Per la cronaca: sono consapevole, anzi, certo che molti di Voi il festival l'abbia forse visto di sfuggita, e ben venga, mancherebbe, da parte nostra in questi giorni abbiamo perso delle elezioni importanti, un leader fondamentale e ci guardiamo di nuovo per cercare di fare la conta e traghettarci fin oltre le europee ed arrivare ad ottobre, sperando di soppravvivere a quest'anno horribilis sotto tanti punti di vista;
pur tuttavia non dimentichiamoci che se presidente di una regione può diventare, (ecco una delle sole cose sensate dette da benigni), il figlio del commercialista del premier, beh la ragione può anche esserci in questo modo di condurre la tv popolar generalista che se ne sbatte altamente di guardare i vari "presa diretta" e "report", ma vive minuto per minuto le unghie tagliate in grande fratello o le sfide canore in un festival canzoniero...

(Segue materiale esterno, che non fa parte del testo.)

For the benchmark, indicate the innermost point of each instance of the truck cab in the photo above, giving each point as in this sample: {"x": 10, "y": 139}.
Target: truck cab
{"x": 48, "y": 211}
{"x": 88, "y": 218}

detto tutto questo, mio malgrado ringrazio l'influenza che mi ha fatto rifare un tuffo dove l'acqua è più blu, cobalto forse, per svenirciarsi di dosso quell'aurea di radical chic che tanto ci allontana da chi poi vota e che comunque qualche momento di bella musica me l'ha regalato. Penso e condivido con voi l'invito a rivedere ad esempio la PFM saltellante o il Burt Bucharach con Mario Biondi e ugula annessa su youtube...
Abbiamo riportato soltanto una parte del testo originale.